Point shooting has been mischaracterized as a system that ignores sights altogether, which is not true. Fairbairn believed a shooter should still use a gun’s sights if circumstances provided sufficient time.

How to Point Shoot

It’s easy to learn point shooting’s fundamentals. Stand with your body squared up to a target, gun at arms-length by your side. Bend your knees until you are in a mild crouch, much like skiing. Keep the arm at full extension and centered with your torso, then raise it until it is at shoulder height and parallel to the ground. Let your free hand hover across your abdomen. This will help block low kicks and the hand is ready to reach out and grasp objects or an assailant.

The gun’s top should sit just below your line of sight and your eyes should remain focused on the target. You can perform a quick check to see if your gun is aligned. Shut your eyes for a few seconds then open them. The gun should still point right at the target. If not, adjust and re-test until it is correct.

With the basic alignment dialed in, repeat the exercise but bring the gun up as you enter the crouch. Practice without firing until it becomes smooth and instinctive. Once you’ve mastered the movements, then you can introduce live fire at targets. To align the gun from one target to another just pivot with the feet to square yourself up with the new target.

To improve weapon retention if the assailant is close, bend the gun arm a bit so the elbow is even with the hip. Although this may seem a little Old West, it is accurate enough inside five yards.

Image from a 1940s era USMC training manual shows the basic point shooting stance.

Image from a 1940s era USMC training manual shows the basic point shooting stance.

Traditional Point Shooting Techniques

The Gun’s Role

Fairbairn emphasized the fact a handgun must point naturally. Some guns point better than others and this can vary from person to person. It is vital you select a defensive handgun which points well in your hand. Don’t take someone else’s word for it. When you shop for a handgun, perform the eyes closed-eyes open test with each one to determine which points best for you.

Most revolvers, and any gun which uses the Luger’s grip angle such as Glocks, etc., are known as good pointers. These have been preferred by armed professionals for many years and they are a good place to start when you shop for a handgun.

The gun must also sit in your hand so it is aligned with your arm. Many double stack pistols have grips which are too fat for some shooters' hands and don't line up in the correct position.

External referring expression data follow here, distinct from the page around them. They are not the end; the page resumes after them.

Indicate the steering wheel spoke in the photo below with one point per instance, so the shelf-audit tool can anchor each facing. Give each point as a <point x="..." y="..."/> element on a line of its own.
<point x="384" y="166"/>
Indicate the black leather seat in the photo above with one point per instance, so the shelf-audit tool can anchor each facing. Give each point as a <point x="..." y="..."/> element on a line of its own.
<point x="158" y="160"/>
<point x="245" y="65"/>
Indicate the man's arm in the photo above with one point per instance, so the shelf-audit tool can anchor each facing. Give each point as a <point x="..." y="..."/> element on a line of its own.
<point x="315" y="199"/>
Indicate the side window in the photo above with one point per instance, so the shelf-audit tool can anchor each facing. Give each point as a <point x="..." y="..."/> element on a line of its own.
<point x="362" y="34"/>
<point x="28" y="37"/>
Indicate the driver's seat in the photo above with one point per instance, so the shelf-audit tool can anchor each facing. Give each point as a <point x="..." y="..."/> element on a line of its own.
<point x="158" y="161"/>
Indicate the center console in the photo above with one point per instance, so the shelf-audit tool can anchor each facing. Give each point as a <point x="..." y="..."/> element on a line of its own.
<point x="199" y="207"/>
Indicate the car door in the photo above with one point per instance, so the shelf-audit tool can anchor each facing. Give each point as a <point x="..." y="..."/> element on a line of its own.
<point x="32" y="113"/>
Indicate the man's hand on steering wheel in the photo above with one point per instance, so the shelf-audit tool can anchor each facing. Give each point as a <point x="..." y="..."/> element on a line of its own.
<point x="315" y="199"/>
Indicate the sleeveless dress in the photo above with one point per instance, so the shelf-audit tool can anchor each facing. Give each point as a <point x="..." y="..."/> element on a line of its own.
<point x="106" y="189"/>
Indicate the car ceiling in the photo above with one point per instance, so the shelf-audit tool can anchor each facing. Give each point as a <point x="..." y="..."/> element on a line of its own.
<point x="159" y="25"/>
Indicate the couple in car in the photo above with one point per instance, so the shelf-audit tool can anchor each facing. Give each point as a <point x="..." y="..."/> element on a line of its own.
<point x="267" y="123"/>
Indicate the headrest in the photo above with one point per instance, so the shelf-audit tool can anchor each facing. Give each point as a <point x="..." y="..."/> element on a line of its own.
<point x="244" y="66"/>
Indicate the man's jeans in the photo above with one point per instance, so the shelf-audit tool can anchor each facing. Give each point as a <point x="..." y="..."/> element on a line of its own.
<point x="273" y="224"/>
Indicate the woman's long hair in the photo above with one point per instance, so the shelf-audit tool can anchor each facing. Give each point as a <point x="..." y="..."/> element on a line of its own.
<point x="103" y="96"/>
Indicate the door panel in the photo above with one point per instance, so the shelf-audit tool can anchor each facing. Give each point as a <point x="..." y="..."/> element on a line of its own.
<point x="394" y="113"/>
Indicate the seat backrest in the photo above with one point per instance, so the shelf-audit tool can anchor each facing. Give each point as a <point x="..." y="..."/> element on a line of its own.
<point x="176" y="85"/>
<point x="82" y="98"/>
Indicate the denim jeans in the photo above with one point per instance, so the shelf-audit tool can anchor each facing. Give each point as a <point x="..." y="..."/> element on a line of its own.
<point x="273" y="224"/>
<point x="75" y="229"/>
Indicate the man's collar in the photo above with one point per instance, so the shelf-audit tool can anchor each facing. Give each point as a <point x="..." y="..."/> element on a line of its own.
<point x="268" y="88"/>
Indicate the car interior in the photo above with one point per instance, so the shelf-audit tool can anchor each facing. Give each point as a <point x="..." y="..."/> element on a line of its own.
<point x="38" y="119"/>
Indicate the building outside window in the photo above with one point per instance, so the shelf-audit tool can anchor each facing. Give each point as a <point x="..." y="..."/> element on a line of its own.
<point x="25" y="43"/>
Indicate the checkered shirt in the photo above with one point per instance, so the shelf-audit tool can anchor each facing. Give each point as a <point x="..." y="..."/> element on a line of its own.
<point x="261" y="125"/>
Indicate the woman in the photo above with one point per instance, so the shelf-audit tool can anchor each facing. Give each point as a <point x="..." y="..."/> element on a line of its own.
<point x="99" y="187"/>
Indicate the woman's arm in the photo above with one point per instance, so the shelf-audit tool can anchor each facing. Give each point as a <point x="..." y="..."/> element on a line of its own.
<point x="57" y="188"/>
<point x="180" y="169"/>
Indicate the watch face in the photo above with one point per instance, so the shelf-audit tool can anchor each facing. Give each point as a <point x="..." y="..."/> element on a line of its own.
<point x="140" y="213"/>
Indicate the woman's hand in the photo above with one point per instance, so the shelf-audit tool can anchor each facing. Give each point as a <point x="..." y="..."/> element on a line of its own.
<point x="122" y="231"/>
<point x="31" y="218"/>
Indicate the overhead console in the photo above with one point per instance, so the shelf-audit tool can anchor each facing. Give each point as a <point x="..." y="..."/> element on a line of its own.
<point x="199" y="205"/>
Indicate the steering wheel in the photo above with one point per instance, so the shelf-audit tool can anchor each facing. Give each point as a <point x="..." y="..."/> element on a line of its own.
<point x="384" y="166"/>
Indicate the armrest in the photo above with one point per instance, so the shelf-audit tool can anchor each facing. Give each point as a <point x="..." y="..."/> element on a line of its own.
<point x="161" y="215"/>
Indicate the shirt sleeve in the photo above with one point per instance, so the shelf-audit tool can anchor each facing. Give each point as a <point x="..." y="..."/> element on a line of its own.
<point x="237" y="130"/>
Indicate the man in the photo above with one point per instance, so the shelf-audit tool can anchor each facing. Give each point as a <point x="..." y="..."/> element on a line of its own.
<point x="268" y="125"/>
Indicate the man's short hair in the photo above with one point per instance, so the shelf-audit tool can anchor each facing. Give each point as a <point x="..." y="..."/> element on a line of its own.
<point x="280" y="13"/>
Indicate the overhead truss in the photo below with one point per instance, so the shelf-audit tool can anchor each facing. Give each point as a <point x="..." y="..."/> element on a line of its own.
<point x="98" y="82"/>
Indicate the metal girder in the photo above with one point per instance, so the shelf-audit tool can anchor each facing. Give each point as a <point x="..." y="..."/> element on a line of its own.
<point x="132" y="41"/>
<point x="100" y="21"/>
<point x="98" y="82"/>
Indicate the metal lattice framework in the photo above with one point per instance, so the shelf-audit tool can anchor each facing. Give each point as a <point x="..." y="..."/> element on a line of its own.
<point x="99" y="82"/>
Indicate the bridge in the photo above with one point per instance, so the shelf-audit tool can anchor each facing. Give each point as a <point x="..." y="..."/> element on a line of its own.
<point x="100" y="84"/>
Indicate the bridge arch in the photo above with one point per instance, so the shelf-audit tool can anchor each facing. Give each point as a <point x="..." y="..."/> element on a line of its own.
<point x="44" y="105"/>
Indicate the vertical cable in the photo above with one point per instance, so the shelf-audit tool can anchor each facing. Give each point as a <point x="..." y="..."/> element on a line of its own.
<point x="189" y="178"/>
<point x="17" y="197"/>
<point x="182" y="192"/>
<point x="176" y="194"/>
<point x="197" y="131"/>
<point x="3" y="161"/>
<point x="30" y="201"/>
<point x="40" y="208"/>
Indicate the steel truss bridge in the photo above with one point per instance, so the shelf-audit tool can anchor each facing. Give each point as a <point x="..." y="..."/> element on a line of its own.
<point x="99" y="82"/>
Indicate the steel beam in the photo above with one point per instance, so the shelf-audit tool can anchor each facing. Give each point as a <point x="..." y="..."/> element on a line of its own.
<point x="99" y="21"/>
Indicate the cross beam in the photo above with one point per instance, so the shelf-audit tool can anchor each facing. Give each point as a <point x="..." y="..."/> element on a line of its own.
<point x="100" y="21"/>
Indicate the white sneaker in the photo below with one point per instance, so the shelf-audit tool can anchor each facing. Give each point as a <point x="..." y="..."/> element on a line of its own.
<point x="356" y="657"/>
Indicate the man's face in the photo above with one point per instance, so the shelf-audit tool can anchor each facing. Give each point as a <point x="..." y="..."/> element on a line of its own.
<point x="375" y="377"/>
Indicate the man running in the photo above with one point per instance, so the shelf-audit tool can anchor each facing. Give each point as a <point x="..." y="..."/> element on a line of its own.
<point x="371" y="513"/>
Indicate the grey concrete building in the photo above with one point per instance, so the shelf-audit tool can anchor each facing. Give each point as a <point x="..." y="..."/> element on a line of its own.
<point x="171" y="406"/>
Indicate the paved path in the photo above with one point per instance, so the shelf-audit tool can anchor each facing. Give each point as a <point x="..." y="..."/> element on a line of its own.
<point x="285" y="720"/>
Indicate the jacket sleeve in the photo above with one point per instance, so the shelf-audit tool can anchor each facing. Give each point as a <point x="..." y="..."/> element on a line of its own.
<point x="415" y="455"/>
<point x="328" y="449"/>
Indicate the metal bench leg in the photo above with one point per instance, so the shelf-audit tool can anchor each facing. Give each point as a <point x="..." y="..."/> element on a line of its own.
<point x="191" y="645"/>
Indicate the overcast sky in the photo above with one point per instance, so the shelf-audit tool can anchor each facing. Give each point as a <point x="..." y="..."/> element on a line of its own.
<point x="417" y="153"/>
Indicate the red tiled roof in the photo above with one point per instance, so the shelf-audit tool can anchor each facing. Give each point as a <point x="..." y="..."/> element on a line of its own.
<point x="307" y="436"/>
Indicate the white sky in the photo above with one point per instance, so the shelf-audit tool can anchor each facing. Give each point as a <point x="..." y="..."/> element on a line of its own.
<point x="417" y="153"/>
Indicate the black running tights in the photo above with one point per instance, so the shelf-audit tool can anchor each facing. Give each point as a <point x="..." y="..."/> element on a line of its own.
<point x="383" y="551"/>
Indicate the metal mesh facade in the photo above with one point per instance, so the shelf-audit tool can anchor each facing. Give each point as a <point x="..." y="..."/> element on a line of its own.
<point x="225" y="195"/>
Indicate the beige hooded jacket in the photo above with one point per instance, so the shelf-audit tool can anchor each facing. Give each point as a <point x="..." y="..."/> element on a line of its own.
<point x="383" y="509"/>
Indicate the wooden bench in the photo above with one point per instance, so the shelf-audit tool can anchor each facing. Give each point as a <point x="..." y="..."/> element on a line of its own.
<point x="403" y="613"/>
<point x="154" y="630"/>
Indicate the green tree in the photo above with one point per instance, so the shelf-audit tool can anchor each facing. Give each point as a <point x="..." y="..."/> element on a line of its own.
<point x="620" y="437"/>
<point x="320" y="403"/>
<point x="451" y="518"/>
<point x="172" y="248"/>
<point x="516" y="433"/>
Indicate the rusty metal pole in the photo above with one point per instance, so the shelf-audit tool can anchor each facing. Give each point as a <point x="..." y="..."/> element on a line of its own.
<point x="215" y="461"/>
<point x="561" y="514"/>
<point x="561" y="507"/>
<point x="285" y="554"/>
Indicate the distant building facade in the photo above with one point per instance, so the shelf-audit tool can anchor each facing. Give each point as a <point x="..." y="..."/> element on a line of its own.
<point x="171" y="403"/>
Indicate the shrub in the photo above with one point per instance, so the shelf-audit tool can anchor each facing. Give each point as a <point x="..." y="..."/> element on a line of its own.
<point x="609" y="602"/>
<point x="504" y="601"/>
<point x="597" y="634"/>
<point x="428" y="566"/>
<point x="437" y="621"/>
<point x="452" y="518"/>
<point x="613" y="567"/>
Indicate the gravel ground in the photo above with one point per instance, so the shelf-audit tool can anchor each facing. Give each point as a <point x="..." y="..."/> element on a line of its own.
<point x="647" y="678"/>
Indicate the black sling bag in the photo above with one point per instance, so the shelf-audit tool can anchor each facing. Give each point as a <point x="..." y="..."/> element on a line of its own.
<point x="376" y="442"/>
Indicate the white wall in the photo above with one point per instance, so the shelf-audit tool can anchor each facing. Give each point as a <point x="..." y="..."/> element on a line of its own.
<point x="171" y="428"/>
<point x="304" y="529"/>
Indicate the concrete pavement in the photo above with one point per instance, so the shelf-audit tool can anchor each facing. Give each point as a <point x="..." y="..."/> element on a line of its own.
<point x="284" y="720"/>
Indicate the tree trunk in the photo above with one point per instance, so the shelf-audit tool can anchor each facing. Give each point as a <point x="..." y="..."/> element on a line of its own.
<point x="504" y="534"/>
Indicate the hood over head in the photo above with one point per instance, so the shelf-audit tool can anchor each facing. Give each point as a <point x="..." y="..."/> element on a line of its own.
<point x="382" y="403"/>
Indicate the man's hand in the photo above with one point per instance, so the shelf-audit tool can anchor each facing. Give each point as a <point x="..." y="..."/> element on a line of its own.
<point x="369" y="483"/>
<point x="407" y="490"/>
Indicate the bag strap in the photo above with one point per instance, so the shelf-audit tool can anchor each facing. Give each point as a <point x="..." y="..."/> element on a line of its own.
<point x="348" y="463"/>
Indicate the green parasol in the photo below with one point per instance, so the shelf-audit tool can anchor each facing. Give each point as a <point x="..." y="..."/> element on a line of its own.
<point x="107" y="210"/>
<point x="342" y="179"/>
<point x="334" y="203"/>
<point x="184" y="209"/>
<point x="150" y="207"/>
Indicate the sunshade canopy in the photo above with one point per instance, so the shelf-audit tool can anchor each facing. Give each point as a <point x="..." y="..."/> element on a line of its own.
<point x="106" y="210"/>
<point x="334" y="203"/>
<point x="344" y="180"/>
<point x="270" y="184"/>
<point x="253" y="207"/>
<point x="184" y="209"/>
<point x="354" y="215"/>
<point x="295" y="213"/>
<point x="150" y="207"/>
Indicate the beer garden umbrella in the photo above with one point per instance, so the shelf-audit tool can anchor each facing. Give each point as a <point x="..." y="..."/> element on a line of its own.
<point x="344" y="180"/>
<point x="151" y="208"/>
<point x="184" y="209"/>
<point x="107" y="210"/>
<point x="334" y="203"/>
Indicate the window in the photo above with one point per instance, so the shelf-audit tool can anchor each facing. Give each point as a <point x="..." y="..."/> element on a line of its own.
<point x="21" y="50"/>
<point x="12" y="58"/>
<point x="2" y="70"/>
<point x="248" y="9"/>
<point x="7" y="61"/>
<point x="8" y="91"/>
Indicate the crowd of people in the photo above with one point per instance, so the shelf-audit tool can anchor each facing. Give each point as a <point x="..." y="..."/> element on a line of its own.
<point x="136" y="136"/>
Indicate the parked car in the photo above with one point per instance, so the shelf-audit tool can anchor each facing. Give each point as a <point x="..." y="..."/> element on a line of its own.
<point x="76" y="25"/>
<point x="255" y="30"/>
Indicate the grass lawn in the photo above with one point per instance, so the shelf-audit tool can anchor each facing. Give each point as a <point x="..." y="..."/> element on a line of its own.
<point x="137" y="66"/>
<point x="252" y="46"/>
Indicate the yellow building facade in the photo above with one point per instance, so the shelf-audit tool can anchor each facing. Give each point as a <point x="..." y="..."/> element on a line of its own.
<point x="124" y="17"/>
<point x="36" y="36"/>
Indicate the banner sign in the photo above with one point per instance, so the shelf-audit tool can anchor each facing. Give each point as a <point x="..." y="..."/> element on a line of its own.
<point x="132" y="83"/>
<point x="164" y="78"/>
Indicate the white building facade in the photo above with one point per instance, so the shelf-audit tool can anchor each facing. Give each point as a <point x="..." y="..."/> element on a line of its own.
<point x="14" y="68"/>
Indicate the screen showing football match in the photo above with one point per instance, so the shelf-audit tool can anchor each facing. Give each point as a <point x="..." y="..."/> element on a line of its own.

Test any weapon you plan to buy to ensure it fits your hand.

The P.08 Luger pistol has a natural point grip angle.

The P.08 Luger pistol has a natural point grip angle.

Medium frame, double-action revolvers, such as this S&W Model 19, are instinctive pointers.

Medium frame, double-action revolvers, such as this S&W Model 19, are instinctive pointers.

Point Shooting Advantages

  • Center of mass hits in poor visibility or low light
  • Shooter’s eyes stay focused on the target
  • Easier to lead moving targets
  • Becomes reflexive, muscle-memory skill
  • Doesn’t rely on a constant sight picture
  • Faster follow up shots
  • Uses the body’s natural movements and alignments
  • Easy to learn
  • Integrates well with two-handed isosceles stance techniques
  • Allows quick transition to sights if needed
  • Frees up supporting hand for other tasks (flashlight, baton, suspect control, supporting hand inoperative, etc.)

Point Shooting Disadvantages

  • Fully extended arm reduces weapon retention capability, especially at ultra-close range
  • Less accurate as range increases
  • Requires good pointing handgun for best results

Closing Thoughts

Point shooting is still an important combative arts technique. Used in the right circumstances, it has many advantages and few disadvantages. It has served armed professionals and citizens for over a century for good reason, it just works. It is a necessary compliment to other, more modern, shooting techniques, and anyone who legally carries a handgun should have it in their skill set.